Tuesday, August 19, 2014

Mapping Pedestrian Accidents


With so many great mapping visualization tools on the market it is tempting to just grab some geo-located data and throw it onto a map. You can then publish it online and shout out to the world, 'Hey look at this cool map'.

Twitter did that this week with their Torque powered map News of  Ferguson Spreads Across Twitter. The map has worked very well as an advertisement for Twitter (I've seen the map referenced in a number of the most popular websites this week and it has also continuously popped up in my Twitter stream). However I'm struggling to work out what this map tells us, except that the events in Ferguson have been mentioned a lot on social media.1

Not all of the popular news websites are guilty of this scatter-gun approach to data mapping. A number of news outlets, like The New York Times, The Guardian and The Global Mail, have really upped their game over the last few years and are creating some great mapped visualizations that help to explain the stories hidden behind the data.

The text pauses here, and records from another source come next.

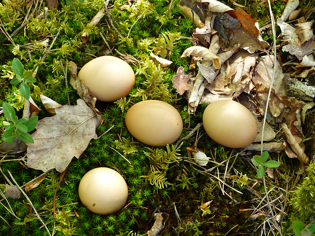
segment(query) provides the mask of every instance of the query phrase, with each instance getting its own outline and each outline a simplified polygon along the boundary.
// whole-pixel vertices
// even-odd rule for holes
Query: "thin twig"
[[[99,34],[100,35],[100,36],[102,37],[102,38],[104,40],[104,42],[105,42],[105,43],[106,44],[106,46],[107,46],[107,48],[108,48],[108,49],[109,49],[109,51],[110,51],[111,54],[112,55],[113,55],[113,51],[112,51],[112,49],[110,48],[110,47],[109,46],[109,44],[108,44],[108,43],[107,43],[107,41],[105,39],[105,37],[104,37],[104,35],[103,35],[103,34],[101,32],[99,32]]]
[[[65,78],[65,89],[68,90],[68,82],[67,81],[67,72],[68,71],[68,59],[66,60],[66,65],[65,65],[65,72],[64,71],[64,68],[63,68],[63,61],[61,60],[61,65],[63,68],[63,74],[64,75],[64,78]],[[67,92],[67,98],[68,98],[68,104],[70,104],[70,99],[69,98],[69,93]]]
[[[203,125],[202,123],[199,123],[197,124],[197,125],[196,125],[196,126],[192,129],[192,130],[189,132],[187,135],[186,135],[184,138],[181,138],[176,142],[176,144],[174,146],[175,147],[175,148],[177,148],[177,146],[178,146],[179,144],[180,144],[182,141],[183,141],[184,140],[187,140],[188,139],[190,138],[192,136],[192,135],[194,134],[194,133],[197,130],[198,130],[199,128],[202,126],[202,125]]]
[[[35,6],[35,7],[34,7],[34,9],[33,9],[33,10],[32,11],[32,13],[31,13],[31,15],[30,16],[29,16],[28,17],[27,17],[26,20],[24,20],[24,23],[23,23],[21,26],[20,26],[20,27],[18,29],[15,30],[13,31],[13,32],[11,34],[11,35],[10,35],[10,37],[11,37],[11,38],[12,37],[13,37],[15,34],[18,33],[18,32],[19,32],[20,30],[21,30],[22,28],[23,28],[23,27],[24,27],[26,25],[27,23],[29,22],[29,21],[32,18],[32,16],[35,13],[35,11],[36,10],[36,7],[37,6],[37,4],[38,3],[38,1],[37,1],[36,3],[36,5]],[[31,9],[31,8],[30,8],[30,9]],[[29,13],[28,13],[28,14],[29,14]]]
[[[108,17],[108,20],[109,21],[109,23],[112,26],[112,27],[113,27],[113,29],[115,30],[115,31],[116,31],[116,32],[118,34],[118,35],[123,38],[123,35],[122,35],[122,34],[118,31],[114,25],[114,23],[113,23],[113,20],[112,20],[112,18],[110,16],[109,12],[108,11],[108,8],[107,8],[107,4],[106,4],[106,2],[104,4],[104,7],[105,8],[105,9],[106,11],[106,14],[107,15],[107,17]]]
[[[37,211],[36,210],[36,209],[34,207],[34,205],[33,205],[33,204],[32,203],[32,201],[31,201],[31,199],[30,199],[30,198],[29,198],[28,195],[26,194],[26,193],[25,193],[25,192],[21,188],[21,187],[20,187],[20,186],[19,186],[19,185],[18,184],[18,183],[17,183],[16,181],[15,181],[15,179],[14,179],[14,177],[13,177],[13,176],[11,174],[11,172],[10,172],[10,171],[8,171],[8,172],[9,173],[9,175],[10,175],[10,177],[11,177],[11,178],[12,178],[12,180],[13,181],[13,182],[14,182],[14,183],[15,183],[15,184],[18,186],[18,187],[19,188],[19,189],[20,189],[20,191],[22,192],[22,193],[23,193],[23,195],[25,196],[26,199],[28,200],[28,201],[30,203],[30,204],[31,204],[31,206],[32,206],[32,207],[34,209],[34,212],[35,212],[35,214],[36,214],[36,216],[37,217],[37,218],[38,218],[39,221],[41,222],[41,223],[43,224],[43,225],[44,226],[44,227],[46,229],[46,230],[47,230],[47,232],[48,232],[48,235],[49,235],[49,236],[51,236],[51,234],[50,234],[50,232],[49,232],[49,230],[48,230],[48,228],[47,228],[47,226],[46,225],[46,224],[45,224],[44,221],[43,221],[43,220],[42,220],[41,218],[40,217],[40,216],[38,214],[38,212],[37,212]]]
[[[124,156],[124,155],[122,155],[121,153],[120,153],[118,151],[117,151],[117,150],[116,150],[115,148],[112,148],[111,147],[109,147],[110,148],[112,149],[113,150],[114,150],[115,151],[116,151],[116,152],[117,152],[119,154],[120,154],[124,159],[125,159],[126,161],[127,161],[128,162],[128,163],[129,164],[130,164],[130,165],[131,166],[131,167],[133,167],[132,166],[132,165],[131,165],[131,163],[129,161],[129,160],[128,160],[127,158],[126,158],[125,156]]]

With the availability of easy to use narrative mapping tools, like Esri Story Maps, CartoDB's Odyssey.js and Knight Lab's Story Map, we are also seeing many more independent map developers creating really interesting maps which try to look at the narratives and stories behind their mapped data.

However you don't have to use these narrative mapping platforms to create interesting maps. For example, I really like this map from the Boston Globe exploring Massachusetts Pedestrian Crashes.

I've seen a lot of similar maps over the years of car crashes, pedestrian accidents, bike crashes etc. A lot of cities now have this data available as open-data and it is a fairly easy job to simply throw that data on a map and publish it to the world.

What I particularly like about this map is how the Boston Globe has gone to the trouble to explore some of the hot-spots in the data. If you select the 'see hot-spots' link the map zooms to a hot-spot, creates a boundary around the location and a map inset attempts to explain some of the issues around why this location might suffer from an abnormally high number of pedestrian crashes.